The following is a form that you will receive should you engage in services with me. It is posted for your financial protection and should be made available to you from other medical providers as well. 

SURPRISE BILLING PROTECTION FORM

This document describes your protections against unexpected medical bills. It also asks if you’d like to give up those protections and pay more for out-of-network care.

IMPORTANT: You aren’t required to sign this form and shouldn’t sign it if you didn’t have a choice of health care provider before scheduling care. You can choose to get care from a provider or facility in your health plan’s network, which may cost you less.

If you’d like assistance with this document, ask your provider or a patient advocate. Take a picture and/or keep a copy of this form for your records.

You’re getting this notice because this provider or facility isn’t in your health plan’s network and is considered out-of-network.
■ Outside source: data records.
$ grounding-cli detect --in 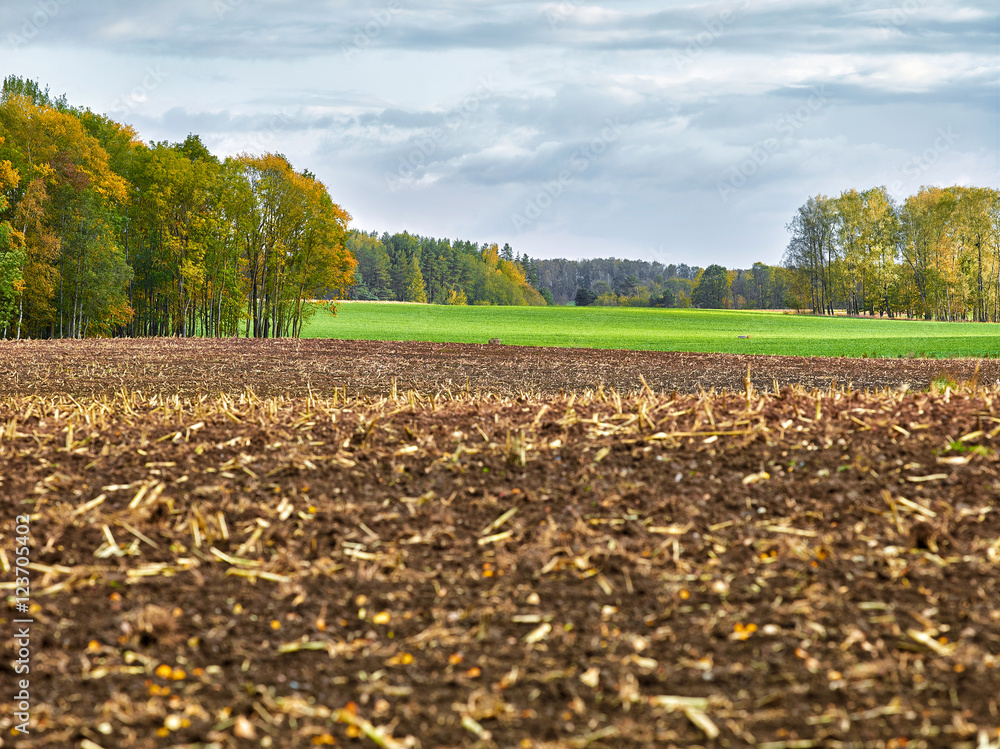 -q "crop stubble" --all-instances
[0,344,1000,749]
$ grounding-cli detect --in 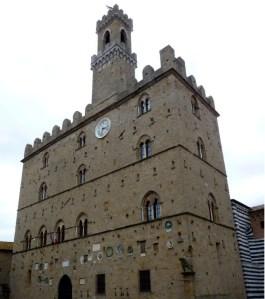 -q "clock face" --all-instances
[95,118,111,138]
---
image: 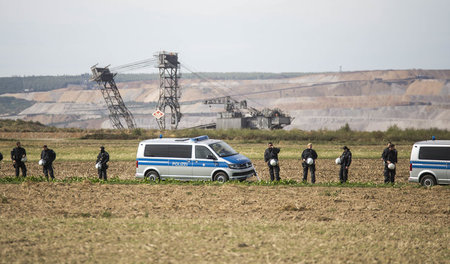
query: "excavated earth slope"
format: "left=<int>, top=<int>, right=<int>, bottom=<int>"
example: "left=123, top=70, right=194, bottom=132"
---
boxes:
left=2, top=70, right=450, bottom=131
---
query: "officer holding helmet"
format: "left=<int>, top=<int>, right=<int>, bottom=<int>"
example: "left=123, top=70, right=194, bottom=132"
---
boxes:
left=302, top=143, right=317, bottom=183
left=264, top=142, right=280, bottom=181
left=11, top=141, right=27, bottom=177
left=339, top=146, right=352, bottom=183
left=383, top=144, right=397, bottom=183
left=41, top=145, right=56, bottom=181
left=96, top=146, right=109, bottom=181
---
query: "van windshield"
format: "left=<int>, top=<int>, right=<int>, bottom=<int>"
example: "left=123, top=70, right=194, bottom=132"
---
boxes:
left=209, top=141, right=238, bottom=157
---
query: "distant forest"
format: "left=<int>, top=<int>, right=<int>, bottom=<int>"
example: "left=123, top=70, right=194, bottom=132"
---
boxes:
left=0, top=72, right=307, bottom=94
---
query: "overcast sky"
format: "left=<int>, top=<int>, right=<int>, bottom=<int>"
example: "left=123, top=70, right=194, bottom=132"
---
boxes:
left=0, top=0, right=450, bottom=76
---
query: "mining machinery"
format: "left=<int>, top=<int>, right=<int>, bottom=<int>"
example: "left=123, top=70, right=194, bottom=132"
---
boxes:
left=203, top=96, right=292, bottom=129
left=91, top=65, right=136, bottom=129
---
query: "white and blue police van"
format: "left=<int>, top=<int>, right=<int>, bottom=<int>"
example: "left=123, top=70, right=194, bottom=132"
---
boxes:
left=409, top=140, right=450, bottom=186
left=136, top=136, right=256, bottom=182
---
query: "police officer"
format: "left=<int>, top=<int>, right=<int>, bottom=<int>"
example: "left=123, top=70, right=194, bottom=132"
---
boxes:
left=339, top=146, right=352, bottom=183
left=96, top=146, right=109, bottom=181
left=302, top=143, right=317, bottom=183
left=381, top=141, right=392, bottom=161
left=383, top=144, right=397, bottom=183
left=11, top=141, right=27, bottom=177
left=264, top=142, right=280, bottom=181
left=41, top=145, right=56, bottom=181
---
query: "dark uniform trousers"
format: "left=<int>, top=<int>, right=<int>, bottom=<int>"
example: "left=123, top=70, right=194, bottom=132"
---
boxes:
left=339, top=165, right=348, bottom=183
left=268, top=163, right=280, bottom=181
left=302, top=162, right=316, bottom=183
left=384, top=165, right=397, bottom=183
left=98, top=167, right=107, bottom=181
left=43, top=162, right=55, bottom=180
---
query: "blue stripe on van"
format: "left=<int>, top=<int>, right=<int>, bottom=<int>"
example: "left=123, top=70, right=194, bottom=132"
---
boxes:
left=409, top=160, right=449, bottom=165
left=137, top=158, right=228, bottom=168
left=409, top=160, right=450, bottom=170
left=413, top=165, right=449, bottom=170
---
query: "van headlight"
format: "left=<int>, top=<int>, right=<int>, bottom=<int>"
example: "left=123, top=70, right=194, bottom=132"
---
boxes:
left=228, top=164, right=241, bottom=169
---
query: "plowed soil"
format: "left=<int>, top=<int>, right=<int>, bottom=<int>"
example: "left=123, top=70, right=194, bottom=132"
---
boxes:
left=0, top=159, right=409, bottom=183
left=0, top=159, right=450, bottom=263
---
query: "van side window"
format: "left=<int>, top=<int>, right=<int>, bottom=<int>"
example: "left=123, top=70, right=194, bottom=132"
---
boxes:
left=168, top=145, right=192, bottom=159
left=144, top=145, right=169, bottom=157
left=144, top=144, right=192, bottom=159
left=195, top=146, right=214, bottom=159
left=419, top=147, right=450, bottom=160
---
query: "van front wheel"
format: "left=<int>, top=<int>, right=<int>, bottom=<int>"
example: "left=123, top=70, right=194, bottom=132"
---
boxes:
left=420, top=175, right=436, bottom=187
left=145, top=171, right=159, bottom=182
left=214, top=172, right=228, bottom=183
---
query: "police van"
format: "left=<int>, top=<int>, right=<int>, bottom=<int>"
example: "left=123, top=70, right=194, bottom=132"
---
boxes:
left=136, top=136, right=256, bottom=182
left=409, top=140, right=450, bottom=186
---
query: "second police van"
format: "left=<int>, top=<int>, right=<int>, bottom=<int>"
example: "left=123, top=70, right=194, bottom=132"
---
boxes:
left=409, top=140, right=450, bottom=186
left=135, top=136, right=256, bottom=182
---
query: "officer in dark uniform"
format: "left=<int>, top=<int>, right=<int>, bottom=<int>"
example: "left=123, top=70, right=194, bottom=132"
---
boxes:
left=96, top=146, right=109, bottom=181
left=381, top=141, right=392, bottom=164
left=339, top=146, right=352, bottom=183
left=41, top=145, right=56, bottom=181
left=384, top=144, right=397, bottom=183
left=302, top=143, right=318, bottom=183
left=264, top=142, right=280, bottom=181
left=11, top=142, right=27, bottom=177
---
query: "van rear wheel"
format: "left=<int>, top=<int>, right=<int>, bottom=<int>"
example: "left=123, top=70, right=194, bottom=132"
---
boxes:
left=420, top=175, right=436, bottom=187
left=214, top=172, right=228, bottom=183
left=145, top=171, right=159, bottom=182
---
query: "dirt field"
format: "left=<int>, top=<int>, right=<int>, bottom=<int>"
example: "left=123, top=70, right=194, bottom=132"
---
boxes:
left=0, top=181, right=450, bottom=263
left=0, top=159, right=409, bottom=183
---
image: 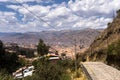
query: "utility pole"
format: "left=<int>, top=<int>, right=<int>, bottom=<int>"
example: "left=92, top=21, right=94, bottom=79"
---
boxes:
left=74, top=39, right=77, bottom=75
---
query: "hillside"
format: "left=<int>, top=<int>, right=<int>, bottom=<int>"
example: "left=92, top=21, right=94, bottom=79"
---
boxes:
left=86, top=10, right=120, bottom=69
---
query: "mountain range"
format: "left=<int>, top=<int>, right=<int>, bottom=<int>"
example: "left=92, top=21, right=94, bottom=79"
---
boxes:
left=0, top=29, right=101, bottom=47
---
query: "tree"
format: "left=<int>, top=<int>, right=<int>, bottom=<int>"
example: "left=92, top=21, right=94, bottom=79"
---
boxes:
left=37, top=39, right=49, bottom=56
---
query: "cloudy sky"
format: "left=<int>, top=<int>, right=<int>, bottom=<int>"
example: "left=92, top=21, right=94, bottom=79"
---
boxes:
left=0, top=0, right=120, bottom=32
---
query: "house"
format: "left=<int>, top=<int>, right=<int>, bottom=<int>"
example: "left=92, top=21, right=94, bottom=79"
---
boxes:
left=13, top=66, right=34, bottom=79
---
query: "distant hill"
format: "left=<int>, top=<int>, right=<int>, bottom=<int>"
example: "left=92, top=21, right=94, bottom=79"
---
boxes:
left=0, top=29, right=100, bottom=47
left=86, top=10, right=120, bottom=69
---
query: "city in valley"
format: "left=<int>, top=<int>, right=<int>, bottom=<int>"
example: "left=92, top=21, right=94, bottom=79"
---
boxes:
left=0, top=0, right=120, bottom=80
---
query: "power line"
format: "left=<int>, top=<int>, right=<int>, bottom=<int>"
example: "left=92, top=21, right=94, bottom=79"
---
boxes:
left=15, top=0, right=55, bottom=29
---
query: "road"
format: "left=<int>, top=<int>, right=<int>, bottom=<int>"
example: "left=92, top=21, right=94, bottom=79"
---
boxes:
left=81, top=62, right=120, bottom=80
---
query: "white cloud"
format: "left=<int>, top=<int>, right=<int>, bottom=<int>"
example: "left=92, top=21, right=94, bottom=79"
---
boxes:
left=0, top=0, right=120, bottom=31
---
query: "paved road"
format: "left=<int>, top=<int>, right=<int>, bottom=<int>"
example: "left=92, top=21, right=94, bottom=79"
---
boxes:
left=81, top=62, right=120, bottom=80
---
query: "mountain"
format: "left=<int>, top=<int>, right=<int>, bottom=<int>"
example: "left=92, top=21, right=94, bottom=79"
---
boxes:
left=86, top=10, right=120, bottom=67
left=0, top=29, right=100, bottom=47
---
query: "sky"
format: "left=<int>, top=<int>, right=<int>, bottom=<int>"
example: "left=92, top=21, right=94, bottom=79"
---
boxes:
left=0, top=0, right=120, bottom=32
This means the provider or facility doesn’t have an agreement with your plan to provide services. Getting care from this provider or facility will likely cost you more.

 

If your plan covers the item or service you’re getting, federal law protects you from higher bills when:

  • You’re getting emergency care from an out-of-network provider or facility, or

  • An out-of-network provider is treating you at an in-network hospital or ambulatory surgical center without getting your consent to receive a higher bill.

 

Ask your health care provider or patient advocate if you’re not sure if these protections apply to you. If you sign this form, be aware that you may pay more because:

  • You’re giving up your legal protections from higher bills.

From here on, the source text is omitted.